This $650 Million Startup Is Building an AI That Can Improve Itself Forever

A bold new bet on recursive self-improving AI just came out of stealth with $650 million in the bank. The startup behind it is called Recursive Superintelligence, and it was co-founded by Richard Socher, the AI researcher and entrepreneur widely known for building You.com and for his foundational work on ImageNet.
Socher is joined by a heavyweight lineup that includes AI pioneer Peter Norvig, Cresta co-founder Tim Shi, and Tim Rocktäschel, who previously led open-endedness and self-improvement research teams at Google DeepMind and worked on the world model Genie 3. Together, they are chasing what many in the field consider the ultimate prize in artificial intelligence: a system that can identify its own weaknesses and redesign itself to fix them, without a human ever stepping in.
What sets their approach apart, according to Socher, is the concept of open-endedness. Rather than simply asking one AI to make another AI slightly better, which he describes as improvement rather than true recursion, the goal is to automate the full loop of ideation, implementation, and validation of research ideas entirely. The system would not just respond to prompts; it would evolve the way organisms adapt in nature, continuously and without a ceiling.
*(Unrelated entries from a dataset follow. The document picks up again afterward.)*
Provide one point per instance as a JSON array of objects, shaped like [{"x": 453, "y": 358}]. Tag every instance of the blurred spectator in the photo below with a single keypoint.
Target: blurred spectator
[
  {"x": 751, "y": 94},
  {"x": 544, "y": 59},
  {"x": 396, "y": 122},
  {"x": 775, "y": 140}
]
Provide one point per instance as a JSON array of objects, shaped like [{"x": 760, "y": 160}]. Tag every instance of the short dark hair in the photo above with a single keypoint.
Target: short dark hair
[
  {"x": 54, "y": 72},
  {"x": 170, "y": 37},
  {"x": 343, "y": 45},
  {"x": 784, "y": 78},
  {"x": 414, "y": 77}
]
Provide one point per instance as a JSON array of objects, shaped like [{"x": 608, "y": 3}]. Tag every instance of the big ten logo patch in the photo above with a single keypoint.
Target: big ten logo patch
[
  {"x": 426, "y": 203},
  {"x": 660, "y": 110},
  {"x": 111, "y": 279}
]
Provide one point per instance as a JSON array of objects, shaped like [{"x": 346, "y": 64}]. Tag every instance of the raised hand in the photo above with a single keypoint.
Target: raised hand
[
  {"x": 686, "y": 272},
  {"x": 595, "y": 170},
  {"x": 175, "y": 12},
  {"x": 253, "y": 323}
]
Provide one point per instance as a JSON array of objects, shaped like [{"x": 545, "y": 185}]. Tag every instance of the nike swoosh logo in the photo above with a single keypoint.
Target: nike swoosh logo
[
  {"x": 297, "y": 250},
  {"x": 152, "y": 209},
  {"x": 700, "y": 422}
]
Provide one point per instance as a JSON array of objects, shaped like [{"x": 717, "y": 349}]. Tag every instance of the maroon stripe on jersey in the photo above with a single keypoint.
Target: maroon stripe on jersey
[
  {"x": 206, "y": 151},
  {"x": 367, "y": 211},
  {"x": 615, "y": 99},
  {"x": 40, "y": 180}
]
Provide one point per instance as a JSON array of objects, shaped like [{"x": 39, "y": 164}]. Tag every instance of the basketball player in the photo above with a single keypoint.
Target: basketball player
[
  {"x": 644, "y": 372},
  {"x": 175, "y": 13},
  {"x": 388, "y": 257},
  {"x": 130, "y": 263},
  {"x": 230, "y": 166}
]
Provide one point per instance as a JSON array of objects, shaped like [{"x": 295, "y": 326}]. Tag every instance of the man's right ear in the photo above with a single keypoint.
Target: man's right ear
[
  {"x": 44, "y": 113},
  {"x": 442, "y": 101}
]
The startup points to a technique called rainbow teaming as an early signal of this direction. The concept, developed by Rocktäschel and now used across major labs, involves two AI systems co-evolving against each other. One constantly probes the other for weaknesses from multiple angles, and the target system becomes progressively harder to break. It is a concrete example of what recursive self-improving AI could look like in practice, even at an early stage.
Socher pushes back on the idea that Recursive Superintelligence is simply another neolab, a term that has come to describe AI research shops that prioritise publishing over shipping. He says the team has a track record of building real products, Josh Tobin, another co-founder, was among OpenAI’s earliest employees and later led its Codex and deep research teams and that the company’s first product will arrive in quarters, not years.
As for what happens when a truly recursive self-improving AI exists at scale, Socher frames it as a question of resource allocation. The real debate, he argues, will not be about capability but about priority: how much compute does humanity want to spend, and on which problems? Cancer or climate, one virus or another. That, he says, is where the conversation eventually leads.